If your child has a performance or match; prioritize that over your meeting/schedule. Show your support. Feel enthusiastic about their life and cheer up for them.Usually, we do this when they are younger, but we must do this for our teens too, they’re still a little child at heart.
Go for a celebration afterward whether they win or lose. Show them life is about showing up and celebrating together, not just winning or losing.
Have genuine expectations: Notice if they feel pressurized by your expectations
If teens feel they’re not fulfilling your expectations or doing something wrong, they’ll hide or shy away rather than sharing their feelings with you. They’ll feel guilty and shame too, which undermines their confidence and self-esteem.Understand your child’s unique strengths and weak points and encourage them accordingly.
Loving them unconditionally is the best way to build a close relationship with them.
Do not make them fear you: Build trust in your relationship
Children lie or hide things from parents just because they fear their parents or fear the consequences parents can give.Tell them I trust you will do the right thing. I know you are smart enough to judge the situation and make the right decision. Observe them and offer support if they need.
Rather than threatening them to take away their privileges or grounding them; build enough trust and connection that they become self-responsible and self-disciplined.
Enter into your teen’s world: take interest in their friends and hobbies
Build a connection with your teen’s friends.

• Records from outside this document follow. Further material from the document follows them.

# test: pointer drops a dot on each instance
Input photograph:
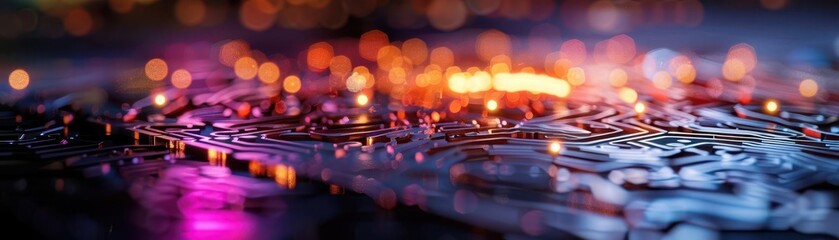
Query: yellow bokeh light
(662, 80)
(442, 56)
(554, 147)
(292, 84)
(362, 99)
(808, 88)
(159, 100)
(319, 56)
(232, 51)
(640, 107)
(156, 69)
(576, 76)
(269, 72)
(246, 68)
(492, 105)
(617, 77)
(771, 106)
(19, 79)
(686, 73)
(356, 82)
(533, 83)
(181, 78)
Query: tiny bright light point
(771, 106)
(269, 72)
(576, 76)
(292, 84)
(159, 100)
(246, 68)
(808, 88)
(19, 79)
(181, 78)
(640, 107)
(554, 147)
(492, 105)
(362, 99)
(156, 69)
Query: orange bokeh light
(19, 79)
(246, 68)
(292, 84)
(181, 78)
(269, 72)
(319, 56)
(156, 69)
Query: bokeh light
(181, 78)
(156, 69)
(19, 79)
(808, 88)
(246, 68)
(269, 72)
(292, 84)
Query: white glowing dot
(159, 100)
(492, 105)
(362, 99)
(555, 147)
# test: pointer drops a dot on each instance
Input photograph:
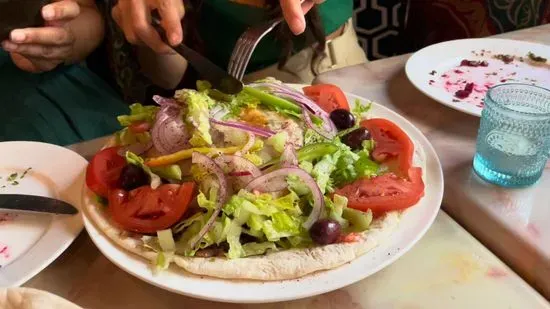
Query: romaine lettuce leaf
(136, 160)
(138, 112)
(198, 104)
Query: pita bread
(281, 265)
(26, 298)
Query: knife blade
(219, 78)
(33, 203)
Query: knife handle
(155, 22)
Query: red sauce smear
(4, 251)
(243, 173)
(494, 272)
(464, 93)
(473, 63)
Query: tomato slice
(392, 145)
(146, 210)
(385, 193)
(328, 97)
(103, 171)
(139, 127)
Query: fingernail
(174, 39)
(17, 36)
(48, 13)
(8, 46)
(298, 25)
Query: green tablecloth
(64, 106)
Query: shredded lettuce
(163, 261)
(335, 209)
(172, 171)
(278, 141)
(138, 112)
(166, 240)
(136, 160)
(254, 248)
(278, 104)
(312, 137)
(359, 221)
(126, 137)
(360, 109)
(198, 104)
(322, 171)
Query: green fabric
(223, 21)
(64, 106)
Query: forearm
(164, 70)
(88, 29)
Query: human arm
(72, 30)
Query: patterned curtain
(389, 27)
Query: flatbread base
(281, 265)
(26, 298)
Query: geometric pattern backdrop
(379, 25)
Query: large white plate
(28, 242)
(445, 56)
(414, 224)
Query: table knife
(36, 204)
(219, 78)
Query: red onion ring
(211, 166)
(162, 101)
(239, 167)
(273, 179)
(169, 133)
(289, 157)
(244, 127)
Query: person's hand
(134, 18)
(44, 48)
(294, 11)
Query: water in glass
(513, 142)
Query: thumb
(23, 63)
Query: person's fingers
(308, 5)
(31, 64)
(44, 35)
(143, 29)
(61, 10)
(39, 51)
(171, 13)
(294, 15)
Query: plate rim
(416, 57)
(75, 223)
(104, 244)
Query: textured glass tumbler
(513, 142)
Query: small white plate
(433, 69)
(28, 242)
(414, 224)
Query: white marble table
(448, 268)
(514, 224)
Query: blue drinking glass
(513, 142)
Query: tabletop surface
(513, 223)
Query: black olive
(355, 138)
(326, 231)
(132, 177)
(342, 119)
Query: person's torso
(223, 21)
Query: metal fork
(242, 52)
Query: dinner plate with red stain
(30, 242)
(459, 73)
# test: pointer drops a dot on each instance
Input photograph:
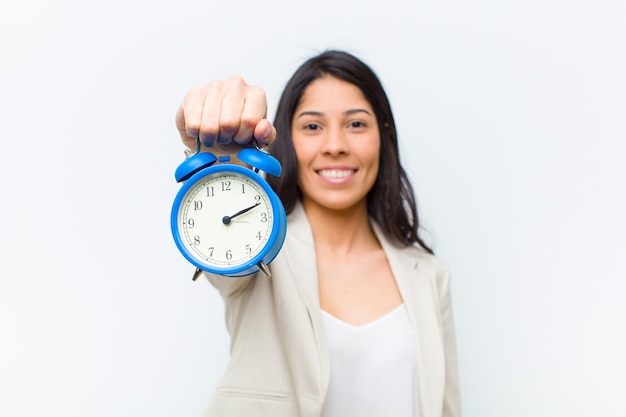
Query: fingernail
(267, 131)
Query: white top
(373, 367)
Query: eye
(311, 126)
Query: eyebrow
(319, 113)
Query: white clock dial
(225, 219)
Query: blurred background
(512, 125)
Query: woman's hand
(224, 112)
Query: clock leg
(196, 274)
(265, 269)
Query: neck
(341, 231)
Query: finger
(189, 114)
(254, 110)
(232, 107)
(265, 132)
(209, 130)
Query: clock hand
(227, 219)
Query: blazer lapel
(416, 282)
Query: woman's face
(337, 143)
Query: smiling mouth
(336, 173)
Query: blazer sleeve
(452, 395)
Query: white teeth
(336, 173)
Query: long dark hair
(390, 202)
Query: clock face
(225, 219)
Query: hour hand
(227, 219)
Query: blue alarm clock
(226, 219)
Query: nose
(335, 142)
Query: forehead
(330, 93)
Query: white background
(512, 124)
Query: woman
(356, 319)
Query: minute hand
(227, 219)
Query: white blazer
(279, 364)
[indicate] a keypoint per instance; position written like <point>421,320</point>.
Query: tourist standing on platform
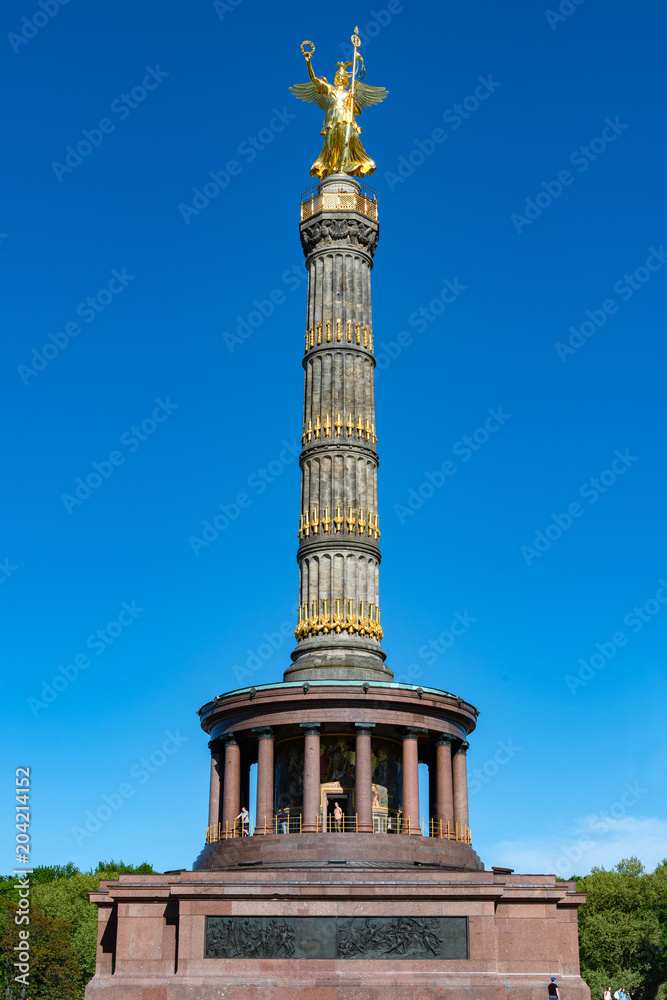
<point>244,816</point>
<point>283,821</point>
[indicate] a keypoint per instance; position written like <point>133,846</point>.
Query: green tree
<point>620,935</point>
<point>54,970</point>
<point>59,901</point>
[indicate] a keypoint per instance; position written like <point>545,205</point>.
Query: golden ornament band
<point>311,523</point>
<point>318,431</point>
<point>339,332</point>
<point>366,623</point>
<point>335,201</point>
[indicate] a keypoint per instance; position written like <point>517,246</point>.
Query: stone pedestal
<point>392,931</point>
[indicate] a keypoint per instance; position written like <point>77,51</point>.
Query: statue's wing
<point>365,95</point>
<point>312,93</point>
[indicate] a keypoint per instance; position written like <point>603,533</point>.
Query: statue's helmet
<point>342,77</point>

Get to know them by inviting them to your home. Be kind and friendly.
Do not judge or criticise small things. If you have a serious concern like a friend being involved with smoking or drugs, talk to your child gently about your concern and find a solution together.
Take a genuine interest and build curiosity in your teen’s interests, even if you don’t like those things. Watch movies of their choice, listen to their favorite music.
“When you are clear that your relationship with your child is all that matters, then whether it’s Rock or Raga does not matter anymore.”
Show affection: in every possible way
Just because they’ve grown taller than you, don’t stop hugging and kissing them and call them sweet names as you did when they were babies.
Even if some teens resist physical affection by parents; they secretly enjoy it most of the times and physical caring touch is really good for their mental & emotional health too.
If they tell you not to hug in front of others, respect that. But do show affection when alone in ways they like whether it’s a pat on the shoulder or a head massage.
Be a Role Model for them: Set a good live example
Last but not the least, “be the person you want your teen to be.”If you want your teen to restrict their phone usage, first you delete all social media from your phone. Stop using your phone completely when you are with them or around them. That’s the only way you can influence them positively.
If you want your teen to talk to you respectfully, first you practice being calm and polite even in stressful situations. If you are not patient enough and lose your cool often, take help of a life coach to learn how to manage your emotions first.When you stop losing your cool, that will inspire them naturally rather than you telling them not to be angry.
Building an amazing relationship with your teen starts with communication and connection. These tips are a perfect place to begin.